Tuesday, April 28, 2009

Death Knell for MySQL

Someone asked me, "What do you think about the Oracle/Sun buyout as it pertains to MySQL?" Well, since you're asking...

I thought it was bad for MySQL when Sun bought them despite what others were saying at the time. It turns out I was right. I think Oracle will be worse, and this time the blogosphere are saying it'll probably be bad. Now the question is, just how bad will it be? Here's my predictions:
  • I'm sure Oracle realizes they need to tread lightly on the subject of MySQL or else risk the wrath of the open source community. They may integrate some of MySQL to improve Oracle, but they won't promote the continued development of MySQL proper (Berkeley DB anyone?). That is, Oracle won't actively kill MySQL, but they'll let continue to languish the slow and painful death that began before Sun came along. I don't see a financial benefit to Oracle for keeping MySQL healthy. If MySQL does survive, it might be branded as "Oracle Lite."

  • Core developers will continue work on MySQL in the form of Drizzle, a fork based on MySQL 6.0. Drizzle's focus is on refactoring the MySQL code base and scaling down the feature set-- views, triggers, stored procedures, etc. will be available through modules but not in the core-- to providing a fast and efficient RDBMS for web-based and distributed applications. Drizzle will become very popular as a MySQL alternative for dedicated community members and web developers, and enterprise users who require a larger feature set will migrate to PostgreSQL (and Pythonistas rejoice en masse).
If a commercial company buys control of an open-source project, but then the project's community and core developers fork the codebase and continue development, then the company has effectively only purchased rights to a particular branch. It's legal, but it's not a palatable situation for commercial corporations who might be looking to buy up open source applications. I doubt we'll see Oracle starting a SCO-like court battle over MySQL... but we sure are living in interesting times. Welcome to the era of new law.
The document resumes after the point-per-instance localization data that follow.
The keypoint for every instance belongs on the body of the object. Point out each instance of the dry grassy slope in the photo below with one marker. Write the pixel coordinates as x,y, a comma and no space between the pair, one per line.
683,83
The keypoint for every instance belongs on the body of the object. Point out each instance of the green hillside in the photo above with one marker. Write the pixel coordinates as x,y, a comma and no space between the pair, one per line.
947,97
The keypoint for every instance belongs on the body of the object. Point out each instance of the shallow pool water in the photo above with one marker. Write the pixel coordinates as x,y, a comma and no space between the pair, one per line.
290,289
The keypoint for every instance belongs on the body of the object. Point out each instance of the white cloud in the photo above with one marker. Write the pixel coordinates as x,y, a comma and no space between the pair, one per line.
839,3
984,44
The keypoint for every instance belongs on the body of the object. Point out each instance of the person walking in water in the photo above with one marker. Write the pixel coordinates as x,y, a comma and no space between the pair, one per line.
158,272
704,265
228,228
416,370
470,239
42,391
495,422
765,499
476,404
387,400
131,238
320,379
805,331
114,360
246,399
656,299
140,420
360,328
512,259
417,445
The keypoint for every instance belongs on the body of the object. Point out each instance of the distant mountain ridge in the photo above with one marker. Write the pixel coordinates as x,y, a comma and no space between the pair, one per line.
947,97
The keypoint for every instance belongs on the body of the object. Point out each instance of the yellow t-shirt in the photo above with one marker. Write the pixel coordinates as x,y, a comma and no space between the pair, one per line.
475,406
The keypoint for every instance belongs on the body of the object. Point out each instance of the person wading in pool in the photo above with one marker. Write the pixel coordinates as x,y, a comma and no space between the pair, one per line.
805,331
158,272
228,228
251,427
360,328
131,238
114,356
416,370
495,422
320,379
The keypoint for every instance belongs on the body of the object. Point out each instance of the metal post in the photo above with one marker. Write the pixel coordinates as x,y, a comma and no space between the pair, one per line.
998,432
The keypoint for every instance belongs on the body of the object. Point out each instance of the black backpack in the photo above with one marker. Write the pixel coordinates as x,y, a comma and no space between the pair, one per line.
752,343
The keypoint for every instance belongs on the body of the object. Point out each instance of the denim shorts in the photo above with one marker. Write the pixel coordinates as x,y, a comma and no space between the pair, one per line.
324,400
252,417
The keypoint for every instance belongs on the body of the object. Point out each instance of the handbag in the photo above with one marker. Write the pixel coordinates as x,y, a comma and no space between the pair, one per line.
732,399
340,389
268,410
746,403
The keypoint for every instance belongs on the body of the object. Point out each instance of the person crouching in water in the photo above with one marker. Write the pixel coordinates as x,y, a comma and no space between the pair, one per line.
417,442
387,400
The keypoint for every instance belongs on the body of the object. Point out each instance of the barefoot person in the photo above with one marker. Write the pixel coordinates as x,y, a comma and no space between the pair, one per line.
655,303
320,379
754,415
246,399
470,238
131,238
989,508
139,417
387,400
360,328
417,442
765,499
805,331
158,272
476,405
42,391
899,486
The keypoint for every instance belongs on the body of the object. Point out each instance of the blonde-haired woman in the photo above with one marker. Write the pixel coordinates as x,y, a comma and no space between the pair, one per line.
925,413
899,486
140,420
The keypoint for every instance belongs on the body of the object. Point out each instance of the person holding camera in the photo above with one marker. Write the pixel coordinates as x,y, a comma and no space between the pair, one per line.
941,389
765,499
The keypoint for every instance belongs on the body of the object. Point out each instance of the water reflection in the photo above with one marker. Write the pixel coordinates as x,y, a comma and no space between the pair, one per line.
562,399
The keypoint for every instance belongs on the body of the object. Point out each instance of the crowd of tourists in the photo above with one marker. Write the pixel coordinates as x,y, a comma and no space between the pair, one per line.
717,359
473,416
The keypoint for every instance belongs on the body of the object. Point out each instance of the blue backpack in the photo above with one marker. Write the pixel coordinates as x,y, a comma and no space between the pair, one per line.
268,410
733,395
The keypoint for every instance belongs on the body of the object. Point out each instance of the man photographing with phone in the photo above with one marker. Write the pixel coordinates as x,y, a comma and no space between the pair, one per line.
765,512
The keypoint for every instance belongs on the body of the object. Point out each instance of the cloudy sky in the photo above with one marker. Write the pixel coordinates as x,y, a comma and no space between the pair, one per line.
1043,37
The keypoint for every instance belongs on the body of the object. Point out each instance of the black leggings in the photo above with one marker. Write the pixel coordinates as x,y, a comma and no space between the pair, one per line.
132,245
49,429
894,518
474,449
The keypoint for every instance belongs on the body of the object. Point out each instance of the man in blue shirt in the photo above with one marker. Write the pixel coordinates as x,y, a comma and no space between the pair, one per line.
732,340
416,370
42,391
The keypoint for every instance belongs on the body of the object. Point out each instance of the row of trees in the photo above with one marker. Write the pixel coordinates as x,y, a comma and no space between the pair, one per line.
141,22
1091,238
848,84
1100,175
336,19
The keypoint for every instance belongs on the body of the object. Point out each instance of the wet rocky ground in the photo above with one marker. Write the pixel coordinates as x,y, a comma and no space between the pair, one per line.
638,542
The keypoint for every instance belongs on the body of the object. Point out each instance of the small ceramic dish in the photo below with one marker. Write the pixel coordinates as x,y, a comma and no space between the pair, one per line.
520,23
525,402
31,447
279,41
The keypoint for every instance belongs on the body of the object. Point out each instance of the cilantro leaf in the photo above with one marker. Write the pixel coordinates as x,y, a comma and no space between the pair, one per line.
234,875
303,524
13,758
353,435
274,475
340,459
I'm primarily a PHP developer so I'll most likely migrate to Drizzle if and when that time comes. A lot of what I do could probably be done with SQLite, but I don't particularly care for the way SQLite does some things. That's another story for another day...

Wednesday, April 1, 2009

Certification Failure

Some employers look favorably on certifications, or even require them; other employers could care less. Some people are certified in something but clueless when it comes to actually using the technology. Some people get certifications like they're going out of style just because they can. Some people cheat on the exam. So how much stock should one put in certifications? I'm not sure I know the answer to that. I guess it depends on the certification, what the testing environment is like, who runs the certification program, etc.

Today I ran across PHP-Rocks during my daily web-surfing. It's a small site that offers a set of tutorials ranging from beginner up to advanced, and a PHP "certification" exam. The exam piqued my interest. It was free to take, and I was curious as to what type of questions it asked, so I signed up. Of course I often sign up a dummy account and fake email address when I do such things because I don't intend on becoming a regular visitor to the site, nor do I care to be placed on some spam mailing list. I chose "Joe Biteme" as my name for this excursion.

I answered randomly, not taking the exam seriously (like I said, I was more interested in what type of questions they were asking rather than actually getting their "certification"). I utterly failed it with a miserable 26.6667%! But I figure if they don't feel guilty about offering me the opportunity to pay them $5 to email me the certificate for a failed exam, then I probably shouldn't feel guilty about making a mockery of their exam process (and perhaps even the exam itself) by registering a fake identity and answering randomly.

Click on the image below to enlarge it and you'll see I successfully completed the PHP developer exam with a fail!

certification failure

In full disclosure, yes I took (and passed) the Zend Certified Engineer exam for PHP5 offered by Zend, and yes I took it much more seriously than I did PHP-Rock's exam. Also, it's not my purpose to single out a particular web site... I just found their snafu too humorous not to share.